Even when wet, these outerwear products offer some warmth. When dry and under a shell jacket, they are toasty as can be. In short, they are indispensable for any deep wilderness adventure in my opinion. I never leave home without them.

From the archives: 2008 video of Team YogaSlackers adventure in Montana

Originally Montbell, with its Thermawrap garments, was the go-to. Now, there are a few different brands to choose from, including Rab and Montane. All the pieces in this category share a few key points: They are ultra-light and packable, windproof, they use synthetic down (PrimaLoft or proprietary insulation), and they maintain their warmth wet or dry.

In some cases we’ve even eschewed the use of wetsuits for our “suffer suits” on backcountry whitewater trips. Wetsuits are too heavy to carry deep into the mountains, but the synthetic insulation can give a layer of protection, even if it’s matted against the body after an icy swim.

It dries out once you get moving on land again, though that takes some serious effort to generate body heat while moving to push moisture away from the fibers. And these products are durable enough to survive real wilderness use, including week-long adventure races in Chile, among other wild times in the great outside. In short, these pieces are highly versatile and, for me, a must-have for survival on extreme trips.

Montbell Thermawrap jacket

They also work wonderfully in any normal circumstance outside. Light, puffy, packable, somewhat breathable, and resistant to wind, they make great companions through a range of temps, from about 10 degrees F and above, depending on layering.

Over the years I’ve tried several brands of these kind of jackets, but the pants are more difficult to come by. Montbell stopped production of its Thermawrap Pant in 2008, and like many outerwear brands seem to focus on heavier backcountry ski gear now.

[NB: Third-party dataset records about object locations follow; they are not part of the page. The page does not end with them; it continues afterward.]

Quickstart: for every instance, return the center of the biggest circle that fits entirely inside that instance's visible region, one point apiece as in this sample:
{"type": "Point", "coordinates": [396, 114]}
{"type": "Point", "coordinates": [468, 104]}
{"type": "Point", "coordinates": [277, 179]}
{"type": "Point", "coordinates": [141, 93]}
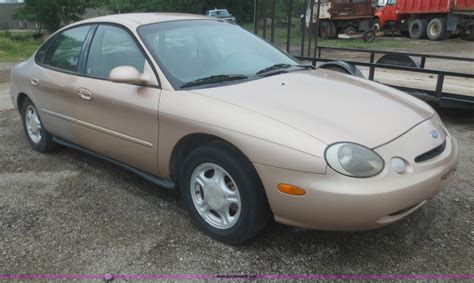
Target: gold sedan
{"type": "Point", "coordinates": [244, 130]}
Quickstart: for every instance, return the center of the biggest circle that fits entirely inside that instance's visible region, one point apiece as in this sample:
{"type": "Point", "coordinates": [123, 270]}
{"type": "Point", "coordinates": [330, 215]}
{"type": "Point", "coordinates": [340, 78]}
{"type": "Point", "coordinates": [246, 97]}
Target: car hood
{"type": "Point", "coordinates": [329, 106]}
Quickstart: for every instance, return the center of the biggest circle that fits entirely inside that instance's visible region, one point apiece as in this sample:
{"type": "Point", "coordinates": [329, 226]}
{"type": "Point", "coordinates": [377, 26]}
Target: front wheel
{"type": "Point", "coordinates": [36, 134]}
{"type": "Point", "coordinates": [223, 193]}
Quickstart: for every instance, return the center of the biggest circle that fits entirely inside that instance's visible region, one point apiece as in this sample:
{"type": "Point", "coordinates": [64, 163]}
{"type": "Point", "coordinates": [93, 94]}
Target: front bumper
{"type": "Point", "coordinates": [336, 202]}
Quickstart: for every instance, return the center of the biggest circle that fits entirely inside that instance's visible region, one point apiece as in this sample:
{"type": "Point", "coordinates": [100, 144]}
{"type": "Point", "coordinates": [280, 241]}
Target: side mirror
{"type": "Point", "coordinates": [129, 75]}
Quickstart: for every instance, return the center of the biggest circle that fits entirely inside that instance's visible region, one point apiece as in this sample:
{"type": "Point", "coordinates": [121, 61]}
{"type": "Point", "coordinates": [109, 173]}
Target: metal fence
{"type": "Point", "coordinates": [311, 51]}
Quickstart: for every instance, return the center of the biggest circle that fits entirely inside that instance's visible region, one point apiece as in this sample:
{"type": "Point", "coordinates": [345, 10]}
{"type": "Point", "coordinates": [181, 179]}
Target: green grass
{"type": "Point", "coordinates": [17, 46]}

The exception is UK-based Montane with its Prism Pants, which are PrimaLoft-insulated pants that cost $160 and have a DWR coating so rain beads up on the fabric face. They weigh just 9.5 ounces and pack down super small in a backpack.

Rab Xenon

Pants are nice. But the jackets are mandatory. As noted, our original tops in this category came from Montbell with its Thermawrap line, including the namesake jacket. It costs $155, uses a light outer fabric that’s tear-resistant, and it weighs less than 10 ounces. This jacket is durable and has been tested all over the globe by me personally, from Patagonia to New Zealand, to adventures in my backyard here in the Bend, Ore., area.

RAB makes a similar item with its Xenon jacket, $245, which uses PrimaLoft for insulation and a shiny, light Pertex outer fabric that seems frail but in fact can survive a serious beating outside, including even bushwhacking. Its hood fits close like a hat. It weighs about 12 ounces packed up, and there are three pockets (chest, two hand) for stashing some essential goods.

Montane Smock

Finally, Montane has its Fireball Smock, $192, which is a pullover piece I’ve been testing this year. It again uses PrimaLoft insulation and weighs about 9 ounces in a size medium. There’s a chest pocket, reflective trim, articulated arms, and DWR treatment for water resistance.

If you’re the kind of person who may find yourself deep in the wilderness, perhaps cold and wet and suffering some, I highly recommend you pick up one of these jackets. They inspire confidence. They work. You won’t look back. You’ll trace a line on a topo map, chart a remote course, and with confidence in your outerwear and small kit of gear, you’ll think “I can do this, let’s go!”

—Jason Magness is a contributing editor and a founder of the YogaSlackers, a group described as “an eclectic mix of extreme endurance athletes, master yogis, rugged adventurers, and talented slackliners who all share a passion for environmental education and awareness.” Magness and others in the group compete in endurance events as Team GearJunkie/YogaSlackers.